We only focus on inter-zonal transmission line expansion in this study. While we omit explicit intra-zonal line expansion, we integrate their costs (e.g., connecting generators to the main grid) in inter-zonal line expansion.

Generation planning coordination

With Lower Generation Planning Coordination, we run State Policy with a minimum of 75% in-state renewable energy. We decrease this parameter to 0% to run Enhanced Generation Planning Coordination.

We summarize regionalization scenarios in Table 2 and clean energy policy scenarios in Table 3.

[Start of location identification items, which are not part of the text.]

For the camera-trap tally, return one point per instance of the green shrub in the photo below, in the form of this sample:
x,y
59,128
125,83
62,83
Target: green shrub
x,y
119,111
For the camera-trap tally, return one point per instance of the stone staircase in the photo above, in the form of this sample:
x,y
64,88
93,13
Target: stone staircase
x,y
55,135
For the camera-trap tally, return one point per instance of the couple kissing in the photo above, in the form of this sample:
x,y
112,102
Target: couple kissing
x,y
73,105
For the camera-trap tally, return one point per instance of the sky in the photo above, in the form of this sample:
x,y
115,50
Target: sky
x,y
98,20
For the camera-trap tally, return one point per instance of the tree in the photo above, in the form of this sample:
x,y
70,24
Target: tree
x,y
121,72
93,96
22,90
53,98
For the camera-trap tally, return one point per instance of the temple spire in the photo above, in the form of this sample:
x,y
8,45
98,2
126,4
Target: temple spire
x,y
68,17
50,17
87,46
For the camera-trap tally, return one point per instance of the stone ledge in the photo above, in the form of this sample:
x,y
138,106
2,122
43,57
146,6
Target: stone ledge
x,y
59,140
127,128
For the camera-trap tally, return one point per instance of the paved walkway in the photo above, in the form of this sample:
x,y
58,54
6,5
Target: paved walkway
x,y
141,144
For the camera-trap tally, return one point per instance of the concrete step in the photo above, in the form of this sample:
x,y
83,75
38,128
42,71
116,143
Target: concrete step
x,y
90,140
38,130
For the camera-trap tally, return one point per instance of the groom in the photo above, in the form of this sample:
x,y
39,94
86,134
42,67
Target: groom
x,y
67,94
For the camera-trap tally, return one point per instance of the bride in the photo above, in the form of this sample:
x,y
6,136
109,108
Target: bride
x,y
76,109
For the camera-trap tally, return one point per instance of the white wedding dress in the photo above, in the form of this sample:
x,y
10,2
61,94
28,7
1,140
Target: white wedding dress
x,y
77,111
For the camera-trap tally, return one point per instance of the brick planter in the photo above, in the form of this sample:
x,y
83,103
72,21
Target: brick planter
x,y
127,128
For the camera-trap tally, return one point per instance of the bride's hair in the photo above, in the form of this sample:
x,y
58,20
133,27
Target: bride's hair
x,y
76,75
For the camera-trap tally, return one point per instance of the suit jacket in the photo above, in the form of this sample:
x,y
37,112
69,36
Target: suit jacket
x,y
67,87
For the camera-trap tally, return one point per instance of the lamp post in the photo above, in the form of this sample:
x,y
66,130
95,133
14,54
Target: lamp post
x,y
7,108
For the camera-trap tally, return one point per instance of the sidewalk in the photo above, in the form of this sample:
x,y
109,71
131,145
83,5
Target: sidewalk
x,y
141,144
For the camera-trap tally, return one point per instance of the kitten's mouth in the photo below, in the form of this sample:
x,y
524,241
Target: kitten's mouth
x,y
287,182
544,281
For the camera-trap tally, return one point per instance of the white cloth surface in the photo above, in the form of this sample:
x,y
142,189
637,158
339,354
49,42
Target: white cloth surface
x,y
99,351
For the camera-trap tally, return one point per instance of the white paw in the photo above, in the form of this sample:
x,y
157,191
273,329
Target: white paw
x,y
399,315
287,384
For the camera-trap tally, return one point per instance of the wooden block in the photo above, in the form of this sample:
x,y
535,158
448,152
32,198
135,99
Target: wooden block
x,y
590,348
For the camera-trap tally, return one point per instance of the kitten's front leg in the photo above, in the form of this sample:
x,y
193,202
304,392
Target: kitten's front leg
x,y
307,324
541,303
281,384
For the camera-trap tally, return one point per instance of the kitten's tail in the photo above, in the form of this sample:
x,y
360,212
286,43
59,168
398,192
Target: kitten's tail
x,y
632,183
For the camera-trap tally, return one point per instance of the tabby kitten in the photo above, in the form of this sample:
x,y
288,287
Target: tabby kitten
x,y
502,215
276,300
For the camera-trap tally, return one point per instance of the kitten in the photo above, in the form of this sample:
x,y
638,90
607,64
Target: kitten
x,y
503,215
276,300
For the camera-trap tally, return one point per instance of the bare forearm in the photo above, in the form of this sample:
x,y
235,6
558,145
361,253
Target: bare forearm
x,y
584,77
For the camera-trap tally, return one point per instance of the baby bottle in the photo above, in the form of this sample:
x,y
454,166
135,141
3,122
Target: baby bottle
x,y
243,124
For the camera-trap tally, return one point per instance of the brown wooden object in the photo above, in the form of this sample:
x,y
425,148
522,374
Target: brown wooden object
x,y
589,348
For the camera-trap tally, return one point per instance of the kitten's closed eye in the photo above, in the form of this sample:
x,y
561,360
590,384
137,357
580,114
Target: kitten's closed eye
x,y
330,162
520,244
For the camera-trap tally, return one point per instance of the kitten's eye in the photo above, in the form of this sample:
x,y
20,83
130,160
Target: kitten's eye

We run regionalization and clean energy policy scenarios combinatorially. Complete set of scenarios include (i) Incomplete Coordination + State Policy, (ii) BAU + State Policy, (iii) Expanded EIM + State Policy, (iv) Regional Market + State Policy, (v) Full Coordination + State Policy, (vi) BAU + Regional 100% CES, (vii) Expanded EIM + Regional 100% CES, and (viii) Regional Market + Regional 100% CES.

Two-stage optimization

In the two-stage optimization, we solve our model first assuming scenario X (e.g., BAU markets). Next, we fix the investment decisions (generation, storage, and transmission) obtained from scenario X and then solve for the operations of the system under an alternative scenario Y (e.g., Regional Market). The cost and effects of the uncertainty are measured by the difference between the two-stage result and the single optimization under scenario Y.

Sensitivities

We perform cost sensitivities on BAU + Regional 100% CES scenario. We test lower costs of new build solar, wind, and batteries and higher cost of gas units27,68. Low-cost sensitivities of solar, wind, and battery use the Advanced Cost Case of the Annual Technology Baseline of NREL75 (cost values are in 2018 dollars for both reference and sensitivity). We obtain the high-cost gas scenario in two steps. First, we multiply reference capital cost and fixed O&M cost by 1.3, reflecting the difference between NorCal and SoCal reference costs27. Second, we replace the reference fuel cost for mountain and pacific natural gas (CCS and non-CCS) with ref. 27’s fuel cost for the same areas (they do not indicate this as high-cost gas, but these costs are higher than our fuel costs). For cost data, see generator data files in our repo corresponding to reference cost cases and sensitivity analysis.

We perform sensitivities to evaluate the robustness of results around key regionalization modeling parameters, namely, in-state fractions of RPS/CES goals, operating reserve requirements, and hurdle rates. We run all scenarios given in Fig. 2 with different values for these parameters. A detailed explanation of the sensitivity analysis design is given in Supplementary Information.